In 1949, however, Piper married Bonna, and started a family. Their first child, LeAnne, was diagnosed with cystic fibrosis. The diagnosis in those times, though, did not have a long life expectancy.

“I lost my 7-year-old daughter to cystic fibrosis,” he recalled.

The Pipers, though, worked through their grief and eventually had two more children, Ray Jr. and Kathy.

After driving trucks ran its course, Piper opened his own business supply store in Whittier.

“I had that for about two or three years,” he added.

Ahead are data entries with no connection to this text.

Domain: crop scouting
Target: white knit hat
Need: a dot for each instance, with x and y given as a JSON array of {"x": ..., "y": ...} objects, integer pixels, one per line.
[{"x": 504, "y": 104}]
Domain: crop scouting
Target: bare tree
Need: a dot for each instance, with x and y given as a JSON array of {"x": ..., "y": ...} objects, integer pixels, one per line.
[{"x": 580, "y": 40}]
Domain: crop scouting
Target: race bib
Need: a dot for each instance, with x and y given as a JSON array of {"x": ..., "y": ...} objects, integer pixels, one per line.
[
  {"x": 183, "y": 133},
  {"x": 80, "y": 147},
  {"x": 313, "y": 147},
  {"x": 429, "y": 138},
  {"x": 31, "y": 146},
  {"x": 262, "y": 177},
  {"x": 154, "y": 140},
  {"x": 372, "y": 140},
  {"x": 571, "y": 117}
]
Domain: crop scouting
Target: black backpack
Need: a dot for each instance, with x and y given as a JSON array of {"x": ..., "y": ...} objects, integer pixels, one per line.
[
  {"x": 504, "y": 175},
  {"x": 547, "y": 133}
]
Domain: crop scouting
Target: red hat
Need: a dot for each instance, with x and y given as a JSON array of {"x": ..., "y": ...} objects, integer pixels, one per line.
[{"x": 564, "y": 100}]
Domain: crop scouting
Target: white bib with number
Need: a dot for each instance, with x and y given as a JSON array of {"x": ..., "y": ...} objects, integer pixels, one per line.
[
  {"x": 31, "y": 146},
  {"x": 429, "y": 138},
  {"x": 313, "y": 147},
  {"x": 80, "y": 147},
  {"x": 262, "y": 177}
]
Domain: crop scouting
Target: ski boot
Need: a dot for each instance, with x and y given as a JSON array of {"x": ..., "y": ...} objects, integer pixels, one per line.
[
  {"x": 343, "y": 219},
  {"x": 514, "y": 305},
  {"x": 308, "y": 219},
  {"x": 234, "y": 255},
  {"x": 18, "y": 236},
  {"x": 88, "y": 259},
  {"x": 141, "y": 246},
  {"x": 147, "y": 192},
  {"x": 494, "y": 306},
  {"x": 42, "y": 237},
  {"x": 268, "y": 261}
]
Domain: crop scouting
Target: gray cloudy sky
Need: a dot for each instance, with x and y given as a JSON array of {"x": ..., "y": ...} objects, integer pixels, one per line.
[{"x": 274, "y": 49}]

He also dabbled in real estate and sold a lot in Del Mar for $15,000, a price he now looks back in amazement as “it would’ve gone for millions now,” he laughed.

Years after he sold his business, Piper took up work at a car dealership part time to pass the time. Bonna Piper, meanwhile, passed away about 10 years ago.

He then move to Solana Beach before moving to Carlsbad. Once in Carlsbad, he began volunteering two days per week at the senior center about four years ago.

Three years ago, Piper took part in Honor Flight, which is an all-expenses paid trip to Washington, D.C. for World War II veterans to visit the memorial among other landmarks and monuments.

Now, Piper enjoys time at the senior center, living with his girlfriend Lucy, and meeting up with the other veterans. He also self published a book in 2011 called, “The Forgotten Battalion.”

“It’s a beautiful place,” he said of the senior center. “I volunteer every Tuesday and Thursday, of course, it gets real busy with Bingo.”